Primeros días de marzo de 1410
Está don Lancelot un tanto destemplado en su estancia del torreón del palacio de Arazuri. Tiene frío, sed, y sobre todo un fenomenal dolor de cabeza, de tal suerte que hasta los pasos del más nimio ratón que corretea por el entarimado de aquel enorme salón, resuenan en sus oídos como si los hubiesen dado gigantes escapados de los libros de caballerías para martirizarle.
Ciertamente no es habitual en él estar levantado para horas tan tempranas de la mañana, que su cargo de Patriarca de Alejandría no exige, gracias a Dios, madrugones intempestivos como el de hoy. Y no es menos verdad que la fiesta de anoche se alargó en demasía, y hasta ha tenido que sacar a empujones del lecho a doña María, que entre grandes voces y gritos le ha dejado bien claro -una vez más-, que ya está harta de esta vida de barraganía que le hace llevar.
Pero es que hoy no es un día cualquiera: hoy viene su padre el rey don Carlos a visitarle. Y viene acompañado por su "muyt amada compaynera, la reina doña Leonor", que a fuerza de ver crecer a su alrededor hijos bastardos de su esposo, es casi también como una madre ya para el resacoso dueño del castillo...

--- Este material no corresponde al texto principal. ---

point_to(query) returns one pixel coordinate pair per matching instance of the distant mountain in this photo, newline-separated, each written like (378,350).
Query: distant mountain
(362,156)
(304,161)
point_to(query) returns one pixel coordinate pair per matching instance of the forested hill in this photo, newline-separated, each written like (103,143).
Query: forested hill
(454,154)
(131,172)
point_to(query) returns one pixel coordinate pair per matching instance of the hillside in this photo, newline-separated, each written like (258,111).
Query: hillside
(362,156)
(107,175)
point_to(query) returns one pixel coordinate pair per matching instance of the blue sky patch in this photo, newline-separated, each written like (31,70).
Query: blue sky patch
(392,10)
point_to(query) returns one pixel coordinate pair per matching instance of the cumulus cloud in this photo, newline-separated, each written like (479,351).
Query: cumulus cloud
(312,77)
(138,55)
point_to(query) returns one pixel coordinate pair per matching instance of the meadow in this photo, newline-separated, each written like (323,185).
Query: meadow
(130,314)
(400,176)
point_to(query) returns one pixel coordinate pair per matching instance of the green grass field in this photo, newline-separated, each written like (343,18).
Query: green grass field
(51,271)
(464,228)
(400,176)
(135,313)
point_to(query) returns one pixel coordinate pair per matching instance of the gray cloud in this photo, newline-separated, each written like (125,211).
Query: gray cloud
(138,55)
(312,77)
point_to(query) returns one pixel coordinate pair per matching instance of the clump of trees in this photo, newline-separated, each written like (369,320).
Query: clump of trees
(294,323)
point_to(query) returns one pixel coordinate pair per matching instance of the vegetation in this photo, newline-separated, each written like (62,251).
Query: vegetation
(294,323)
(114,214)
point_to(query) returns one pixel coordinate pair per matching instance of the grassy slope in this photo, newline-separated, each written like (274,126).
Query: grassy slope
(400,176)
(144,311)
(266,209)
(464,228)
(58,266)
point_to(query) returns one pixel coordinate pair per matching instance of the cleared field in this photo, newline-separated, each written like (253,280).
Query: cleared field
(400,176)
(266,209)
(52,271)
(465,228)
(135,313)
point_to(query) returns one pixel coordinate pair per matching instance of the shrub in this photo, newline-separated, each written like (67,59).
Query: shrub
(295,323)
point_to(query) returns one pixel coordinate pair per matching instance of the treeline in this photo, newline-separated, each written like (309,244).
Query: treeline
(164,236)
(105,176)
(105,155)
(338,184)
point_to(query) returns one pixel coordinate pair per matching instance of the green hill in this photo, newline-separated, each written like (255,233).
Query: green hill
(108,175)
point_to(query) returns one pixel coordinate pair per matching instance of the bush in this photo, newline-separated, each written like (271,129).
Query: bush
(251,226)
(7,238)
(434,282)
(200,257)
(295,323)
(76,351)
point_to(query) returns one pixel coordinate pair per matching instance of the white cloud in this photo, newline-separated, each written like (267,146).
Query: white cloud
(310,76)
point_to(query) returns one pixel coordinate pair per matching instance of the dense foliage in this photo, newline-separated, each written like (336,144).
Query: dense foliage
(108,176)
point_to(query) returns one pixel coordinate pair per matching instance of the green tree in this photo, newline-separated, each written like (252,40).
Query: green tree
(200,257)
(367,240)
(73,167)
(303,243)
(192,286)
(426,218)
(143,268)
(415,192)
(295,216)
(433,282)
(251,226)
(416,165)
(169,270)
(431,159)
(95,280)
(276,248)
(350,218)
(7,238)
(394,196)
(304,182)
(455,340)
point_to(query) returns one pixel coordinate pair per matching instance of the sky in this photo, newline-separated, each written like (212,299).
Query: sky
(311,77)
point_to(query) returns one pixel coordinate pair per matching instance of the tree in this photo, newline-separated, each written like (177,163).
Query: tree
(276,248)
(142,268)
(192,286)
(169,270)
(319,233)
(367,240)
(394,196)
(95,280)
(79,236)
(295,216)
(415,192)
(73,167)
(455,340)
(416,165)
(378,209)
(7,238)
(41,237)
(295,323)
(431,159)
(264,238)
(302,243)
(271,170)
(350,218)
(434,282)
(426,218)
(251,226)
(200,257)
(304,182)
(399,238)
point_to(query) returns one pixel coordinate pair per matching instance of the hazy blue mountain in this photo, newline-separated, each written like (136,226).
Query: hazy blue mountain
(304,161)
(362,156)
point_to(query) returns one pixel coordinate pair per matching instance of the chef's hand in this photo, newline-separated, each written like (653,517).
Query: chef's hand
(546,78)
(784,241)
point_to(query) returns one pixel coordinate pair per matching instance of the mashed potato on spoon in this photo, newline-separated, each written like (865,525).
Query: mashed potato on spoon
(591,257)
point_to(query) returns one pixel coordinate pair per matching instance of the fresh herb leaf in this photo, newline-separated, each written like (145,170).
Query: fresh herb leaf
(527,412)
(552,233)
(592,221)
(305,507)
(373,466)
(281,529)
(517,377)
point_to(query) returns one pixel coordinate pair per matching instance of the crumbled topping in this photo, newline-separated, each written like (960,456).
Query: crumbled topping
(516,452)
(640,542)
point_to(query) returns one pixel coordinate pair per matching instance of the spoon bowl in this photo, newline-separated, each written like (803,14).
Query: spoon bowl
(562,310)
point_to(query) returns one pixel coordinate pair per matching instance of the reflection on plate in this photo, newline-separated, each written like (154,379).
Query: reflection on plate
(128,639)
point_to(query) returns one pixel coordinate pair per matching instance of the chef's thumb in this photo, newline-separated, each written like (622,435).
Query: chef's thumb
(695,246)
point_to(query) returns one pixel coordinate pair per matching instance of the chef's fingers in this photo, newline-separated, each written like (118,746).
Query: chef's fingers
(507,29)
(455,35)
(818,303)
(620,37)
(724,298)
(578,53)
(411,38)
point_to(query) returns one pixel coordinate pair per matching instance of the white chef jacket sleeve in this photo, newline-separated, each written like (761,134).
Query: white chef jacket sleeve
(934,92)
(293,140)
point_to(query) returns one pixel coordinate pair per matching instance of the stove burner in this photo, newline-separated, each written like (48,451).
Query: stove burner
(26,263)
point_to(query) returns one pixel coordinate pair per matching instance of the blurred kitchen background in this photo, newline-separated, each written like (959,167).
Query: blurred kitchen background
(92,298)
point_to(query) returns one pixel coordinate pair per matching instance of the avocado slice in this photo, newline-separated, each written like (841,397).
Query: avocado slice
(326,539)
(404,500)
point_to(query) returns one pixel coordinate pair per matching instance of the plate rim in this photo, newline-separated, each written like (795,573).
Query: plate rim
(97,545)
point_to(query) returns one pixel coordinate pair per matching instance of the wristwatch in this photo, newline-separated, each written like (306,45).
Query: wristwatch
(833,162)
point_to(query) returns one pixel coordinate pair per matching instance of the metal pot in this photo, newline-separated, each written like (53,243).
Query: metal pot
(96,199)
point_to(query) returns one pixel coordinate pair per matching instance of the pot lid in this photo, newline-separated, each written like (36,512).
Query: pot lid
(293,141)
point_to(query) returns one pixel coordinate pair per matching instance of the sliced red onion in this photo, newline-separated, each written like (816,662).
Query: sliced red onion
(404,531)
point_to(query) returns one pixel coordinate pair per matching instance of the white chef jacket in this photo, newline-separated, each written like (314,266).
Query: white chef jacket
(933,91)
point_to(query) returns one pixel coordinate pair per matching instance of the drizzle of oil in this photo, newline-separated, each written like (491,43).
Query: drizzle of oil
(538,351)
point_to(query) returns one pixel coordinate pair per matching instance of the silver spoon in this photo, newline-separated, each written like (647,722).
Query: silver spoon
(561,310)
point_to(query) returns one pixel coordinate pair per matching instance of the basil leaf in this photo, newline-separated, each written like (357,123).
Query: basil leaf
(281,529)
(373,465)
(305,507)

Para divertirles y entretener su estadía entre tan recios muros, ha hecho permanecer acampados junto al castillo a los egipcianos que alegraron ayer con sus canciones y sus bailes el sarao nocturno. Tienen algunos una forma muy extraña de cantar, a base de quejidos muy hondos, que los otros hombres acompañan con palmas y expresiones de significado incierto como "¡Arsa!", "¡Ele!", o "¡Qué arte!". Y sus mujeres se mueven girando como peonzas, y dicen que así lo hacía también, allá en su país natal, la reina Cleopatra para hechizar a tanto romano postinero como dicen que pasó por sus brazos...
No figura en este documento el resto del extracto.